Yue pales visibly as she takes in his words, and Agni, he wants to taste that fear, so he steps forward, his fists enveloped in flame and smoke rising up from his body, only for a guard to bludgeon him in the back of the head. Wave after wave of freezing water is bended onto him, hot steam wafting up in a thick cloud, until at last they are satisfied and the admiral is suppressed.
The princess’s shoulders drop as he is hauled away, unconscious and sopping. Her father assumes it to be a sign of relief.
Zhao is kept chained in his cell after that. No daylight excursions, no demands upon his strength and dexterity. He snarls and bares his teeth at any of the guards who come to bring him food, more mad animal than man, and for several weeks the princess does not visit him. That suits Zhao just fine.
Her people have taken something from him that was never theirs to take.
He hates them all. Regrets that his fleet failed to slaughter every last one of them.
But most of all he hates the princess for sparing his life and subjecting him to this, thinking it the better course of action. Yue, who struggled to grasp his nation’s concept of honour, cannot possibly know what she’s done to him, even if indirectly. Even if she had no intention of it ever happening.
After a month of the cold and the dark, the hatred dissipates a little, like a last licking flame, clinging to embers. The guards return from their brief trips to his cell and report that he has stopped growling profanities, that he no longer antagonizes them with vile and violent threats. The princess listens to these reports, wonders what it is, exactly, that has dampened the proud and rancorous admiral. She regrets ever telling her father about her visitations, is horrified by what was done with that information even if she cannot fully appreciate it. It’s just hair, after all, she thinks. It will grow back, eventually.
She contemplates the matter for a few days, mulling over the sheer audacity of his threat against her, dismissing it as side-effect of the fever. The Zhao who spent hours explaining the different names of Fire Nation constellations to her would never utter such a thing, would never mean it even if the words were to somehow cross his lips. She misses that man, misses the indulgent and exasperated way he would answer her questions.
After enough thought, she makes her way down to him one evening, bearing a bowl of rich and meaty stew. Poor consolation, perhaps, for what has been done, but Yugoda has reassured her repeatedly that the stomach is the surest way to the heart of a man, and Yue cannot deny that the admiral has always had an incredible appetite. He may be willing to accept her apology with such an offering.
Zhao has his arms resting on his knees when she enters the cell, the position highlighting just how long-limbed he actually is. He’d almost be lanky, were it not for the broadness of his chest and shoulders, the generous mounds of muscle he has cultivated for himself.
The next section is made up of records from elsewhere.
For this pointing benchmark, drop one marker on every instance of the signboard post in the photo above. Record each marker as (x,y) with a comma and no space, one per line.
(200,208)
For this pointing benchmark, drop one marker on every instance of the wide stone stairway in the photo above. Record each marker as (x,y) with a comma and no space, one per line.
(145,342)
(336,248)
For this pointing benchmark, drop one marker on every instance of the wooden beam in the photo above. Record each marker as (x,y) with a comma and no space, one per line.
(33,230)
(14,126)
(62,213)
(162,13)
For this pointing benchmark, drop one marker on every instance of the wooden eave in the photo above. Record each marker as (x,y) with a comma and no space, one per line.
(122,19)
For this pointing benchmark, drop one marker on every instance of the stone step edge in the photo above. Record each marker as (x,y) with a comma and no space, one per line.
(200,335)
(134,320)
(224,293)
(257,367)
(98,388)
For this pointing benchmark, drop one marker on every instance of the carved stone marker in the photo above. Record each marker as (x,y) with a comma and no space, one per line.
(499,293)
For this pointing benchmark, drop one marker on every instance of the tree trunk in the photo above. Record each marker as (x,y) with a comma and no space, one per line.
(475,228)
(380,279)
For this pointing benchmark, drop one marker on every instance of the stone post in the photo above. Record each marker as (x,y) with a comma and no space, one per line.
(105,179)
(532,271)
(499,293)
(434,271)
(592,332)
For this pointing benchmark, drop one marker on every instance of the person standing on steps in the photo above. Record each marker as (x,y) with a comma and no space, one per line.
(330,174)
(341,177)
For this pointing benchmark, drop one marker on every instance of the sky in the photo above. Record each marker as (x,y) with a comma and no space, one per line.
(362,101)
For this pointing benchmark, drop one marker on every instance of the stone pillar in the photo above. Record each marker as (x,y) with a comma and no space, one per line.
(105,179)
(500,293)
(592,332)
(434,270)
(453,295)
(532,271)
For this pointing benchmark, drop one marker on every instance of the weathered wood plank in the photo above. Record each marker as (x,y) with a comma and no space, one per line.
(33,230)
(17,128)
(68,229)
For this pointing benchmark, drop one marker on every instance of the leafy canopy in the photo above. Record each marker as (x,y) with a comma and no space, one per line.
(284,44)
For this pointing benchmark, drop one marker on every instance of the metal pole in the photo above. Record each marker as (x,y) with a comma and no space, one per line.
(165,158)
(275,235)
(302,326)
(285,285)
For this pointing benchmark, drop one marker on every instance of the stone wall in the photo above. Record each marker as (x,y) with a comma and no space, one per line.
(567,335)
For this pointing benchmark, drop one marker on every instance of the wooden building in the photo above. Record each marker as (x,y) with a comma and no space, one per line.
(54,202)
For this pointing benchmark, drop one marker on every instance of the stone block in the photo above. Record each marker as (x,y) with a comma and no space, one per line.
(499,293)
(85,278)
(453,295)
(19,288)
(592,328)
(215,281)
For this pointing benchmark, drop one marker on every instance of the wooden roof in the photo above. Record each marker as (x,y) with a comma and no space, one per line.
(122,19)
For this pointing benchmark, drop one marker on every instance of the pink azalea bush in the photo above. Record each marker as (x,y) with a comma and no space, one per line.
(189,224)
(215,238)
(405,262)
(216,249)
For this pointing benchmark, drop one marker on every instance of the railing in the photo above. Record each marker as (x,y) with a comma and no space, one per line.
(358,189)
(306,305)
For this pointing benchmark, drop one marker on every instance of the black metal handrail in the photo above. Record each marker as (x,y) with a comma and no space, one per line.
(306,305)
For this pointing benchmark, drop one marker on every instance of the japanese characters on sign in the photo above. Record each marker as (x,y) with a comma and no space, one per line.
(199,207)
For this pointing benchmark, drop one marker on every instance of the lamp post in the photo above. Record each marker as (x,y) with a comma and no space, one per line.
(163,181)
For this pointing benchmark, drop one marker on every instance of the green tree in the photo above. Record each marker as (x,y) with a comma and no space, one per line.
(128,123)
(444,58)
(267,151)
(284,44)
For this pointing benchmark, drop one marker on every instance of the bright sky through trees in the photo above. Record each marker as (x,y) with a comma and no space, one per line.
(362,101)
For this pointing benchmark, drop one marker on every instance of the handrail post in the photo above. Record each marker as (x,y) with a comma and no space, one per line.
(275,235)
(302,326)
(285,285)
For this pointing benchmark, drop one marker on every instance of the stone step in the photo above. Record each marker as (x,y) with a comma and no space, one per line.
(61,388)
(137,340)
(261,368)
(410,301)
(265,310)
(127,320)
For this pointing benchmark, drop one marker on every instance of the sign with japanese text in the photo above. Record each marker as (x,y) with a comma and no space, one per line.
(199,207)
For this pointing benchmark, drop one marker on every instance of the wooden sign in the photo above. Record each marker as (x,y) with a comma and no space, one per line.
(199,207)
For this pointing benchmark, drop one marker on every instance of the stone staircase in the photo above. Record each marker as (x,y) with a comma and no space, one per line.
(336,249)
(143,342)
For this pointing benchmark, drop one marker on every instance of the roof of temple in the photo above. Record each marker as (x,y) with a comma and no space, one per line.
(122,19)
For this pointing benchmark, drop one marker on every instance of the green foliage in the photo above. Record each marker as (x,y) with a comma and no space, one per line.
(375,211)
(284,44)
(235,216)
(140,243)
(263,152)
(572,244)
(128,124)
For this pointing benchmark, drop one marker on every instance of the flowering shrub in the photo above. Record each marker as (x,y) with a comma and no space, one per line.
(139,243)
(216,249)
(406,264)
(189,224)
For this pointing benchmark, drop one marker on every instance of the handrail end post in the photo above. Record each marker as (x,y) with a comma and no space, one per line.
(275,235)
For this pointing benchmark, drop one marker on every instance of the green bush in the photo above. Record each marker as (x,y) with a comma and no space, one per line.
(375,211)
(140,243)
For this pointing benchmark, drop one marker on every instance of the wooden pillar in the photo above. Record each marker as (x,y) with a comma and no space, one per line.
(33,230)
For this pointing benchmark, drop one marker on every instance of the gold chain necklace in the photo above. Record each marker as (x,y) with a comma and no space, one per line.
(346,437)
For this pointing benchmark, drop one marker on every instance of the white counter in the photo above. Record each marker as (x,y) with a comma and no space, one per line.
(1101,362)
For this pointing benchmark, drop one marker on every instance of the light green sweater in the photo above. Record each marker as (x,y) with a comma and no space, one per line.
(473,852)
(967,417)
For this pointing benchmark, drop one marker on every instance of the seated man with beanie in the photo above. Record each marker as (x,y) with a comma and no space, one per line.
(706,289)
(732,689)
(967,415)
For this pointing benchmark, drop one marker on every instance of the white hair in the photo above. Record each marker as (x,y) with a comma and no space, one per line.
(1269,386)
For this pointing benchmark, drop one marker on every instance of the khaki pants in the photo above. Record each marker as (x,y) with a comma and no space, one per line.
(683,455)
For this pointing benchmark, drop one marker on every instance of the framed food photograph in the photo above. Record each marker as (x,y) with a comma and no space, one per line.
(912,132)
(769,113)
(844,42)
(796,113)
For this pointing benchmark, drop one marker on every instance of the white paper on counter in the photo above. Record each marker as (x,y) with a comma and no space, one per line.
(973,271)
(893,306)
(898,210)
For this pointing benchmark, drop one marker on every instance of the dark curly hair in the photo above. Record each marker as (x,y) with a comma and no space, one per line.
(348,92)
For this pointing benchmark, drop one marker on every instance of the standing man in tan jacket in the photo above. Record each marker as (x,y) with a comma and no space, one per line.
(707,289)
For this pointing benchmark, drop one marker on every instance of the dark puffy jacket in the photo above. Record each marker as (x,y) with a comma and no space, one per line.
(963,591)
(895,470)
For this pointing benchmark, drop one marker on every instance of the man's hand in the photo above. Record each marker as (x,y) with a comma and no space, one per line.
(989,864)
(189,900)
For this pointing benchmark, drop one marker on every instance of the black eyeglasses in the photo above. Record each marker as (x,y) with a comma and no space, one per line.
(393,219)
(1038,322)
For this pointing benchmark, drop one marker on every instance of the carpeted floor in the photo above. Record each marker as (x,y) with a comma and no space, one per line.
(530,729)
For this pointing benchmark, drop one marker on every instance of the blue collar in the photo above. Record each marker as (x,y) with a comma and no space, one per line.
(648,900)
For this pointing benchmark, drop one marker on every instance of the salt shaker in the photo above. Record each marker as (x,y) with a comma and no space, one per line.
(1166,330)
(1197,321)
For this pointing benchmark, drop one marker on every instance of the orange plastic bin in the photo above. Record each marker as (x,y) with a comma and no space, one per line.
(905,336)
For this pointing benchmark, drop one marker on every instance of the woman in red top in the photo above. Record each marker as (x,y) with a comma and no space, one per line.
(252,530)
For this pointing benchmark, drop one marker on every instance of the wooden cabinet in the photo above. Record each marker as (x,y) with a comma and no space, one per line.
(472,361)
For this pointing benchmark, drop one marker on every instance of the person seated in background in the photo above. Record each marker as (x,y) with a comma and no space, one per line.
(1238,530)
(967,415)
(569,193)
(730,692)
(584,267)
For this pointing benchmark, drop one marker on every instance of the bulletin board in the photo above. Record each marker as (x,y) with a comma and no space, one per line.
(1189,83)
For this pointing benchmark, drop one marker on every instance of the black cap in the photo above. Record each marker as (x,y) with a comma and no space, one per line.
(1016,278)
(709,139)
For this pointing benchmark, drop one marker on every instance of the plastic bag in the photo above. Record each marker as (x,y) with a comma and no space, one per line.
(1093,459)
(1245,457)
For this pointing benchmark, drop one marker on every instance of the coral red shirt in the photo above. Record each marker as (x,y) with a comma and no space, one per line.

He raises his head to glower at her, yellow eyes bright in the gloom, but then he looks away.
“I brought you something warm,” she says gently, kneeling down before him and holding out the stew. Zhao keeps his head stubbornly turned away, though Yue can see his nostrils flare when the first wisp of fragrant steam rises up within range.
Obstinate man, Yue thinks. Still, she doesn’t want to push him.
“I’ll come back tomorrow.”
She rises gracefully, leaves him to his morose solitude, tries to shove down the feeling of foreboding that stirs restlessly in her gut. Silence, she decides, is an eerie sound on the admiral.
The stew is a cold, congealed mass in its bowl when she returns the next day. Zhao ignores her as before, and when she leaves one of the guards quietly confesses that the man hasn’t touched his food for several days. That sometimes they hear him pounding his head against the wall of his cell for hours at a time.
Yue frets, paces her room until her feet feel numb. She needs to rectify this, needs to do something. He is her responsibility, and it is not a duty she takes lightly. Her eyes fall on the ulu resting on the top of the chest at the foot of her bed, and again the princess finds herself thinking, it’s just hair.
Late that night – quite possibly early the next morning – Zhao is hauled out from his cell and strapped to a sledge. He trudges and moves slowly, almost stupidly, but is otherwise resignedly cooperative. The sledge driver keeps their hood up, thick fur parka and the dark obscuring any other identifiable features.
The cool wind on Zhao’s cheek is startling and soothing all at once. He gasps in the clean air, bathing in it, taking in the smell of a world he hasn’t seen in almost two months. Not his world, though, not the mountainous expanse of islands he once called home.
With a shrill whistle, the sledge driver coaxes the team of reindeer dogs into a full gallop, and then they are skidding across the ice, out across the open tundra. Zhao finds himself looking up desolately at the stars, recalling his conversation with the princess about the constellations and their various names. He had been surprised to find that he liked some of the Water Tribe’s versions better. Not that it mattered. Not now.
Another whistle, and the reindeer dogs slow, the sledge runners scraping and scratching noisily against the hard crystals of snow as they come to a stop. The driver steps down, begins to untie the bonds holding Zhao in the bed of the sledge. He realizes it is the first time he hasn’t been shackled to something since his capture. Even the collar is gone.
His days have been like that, lately. Whole stretches of time that barely register.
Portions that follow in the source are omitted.